Perché il referendum sia valido è necessario raggiungere il quorum, vale a dire la metà degli aventi diritto al voto più uno
Perché il referendum sia valido è necessario raggiungere il quorum, vale a dire la metà degli aventi diritto al voto più uno. Si può votare anche dall’estero per corrispondenza o tornando in Italia, per recarsi presso le sezioni elettorali del comune nelle cui liste elettorali si è iscritti. Per i fuorisede invece non è prevista una norma specifica, ma questi possono votare nel luogo in cui si trovano, contattando il comitato promotore e facendosi iscrivere come rappresentante di lista in un seggio del paese o della città in cui si studia o lavora. I posti sono, però, limitati e si può, in alternativa, usufruire della scontistica sui treni prevista da Trenitalia per il ritorno nella propria sede elettorale. Gli sconti prevedono una riduzione del 70% su frecce ed intercity e del 60% sui regionali, l’acquisto di andata e ritorno deve avvenire nello stesso momento e può coprire un arco temporale di massimo 20 giorni, a ridosso del turno elettorale.

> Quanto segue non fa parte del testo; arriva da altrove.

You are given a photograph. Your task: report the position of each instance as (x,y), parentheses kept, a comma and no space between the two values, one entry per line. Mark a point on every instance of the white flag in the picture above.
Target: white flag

È necessario, infine, portare con sé, su tutte le tratte, la propria tessera elettorale, che deve essere opportunamente timbrata per il viaggio di rientro.
Ottimo, grazie per il
Ottimo, grazie per il riassunto/i dettagli delle singole domande poste al referendum.
Certo che un referendum su temi così "tecnici" come questo è probabilmente l'ultima cosa che mi verrebbe in mente di porre alla decisione della democraziona diretta.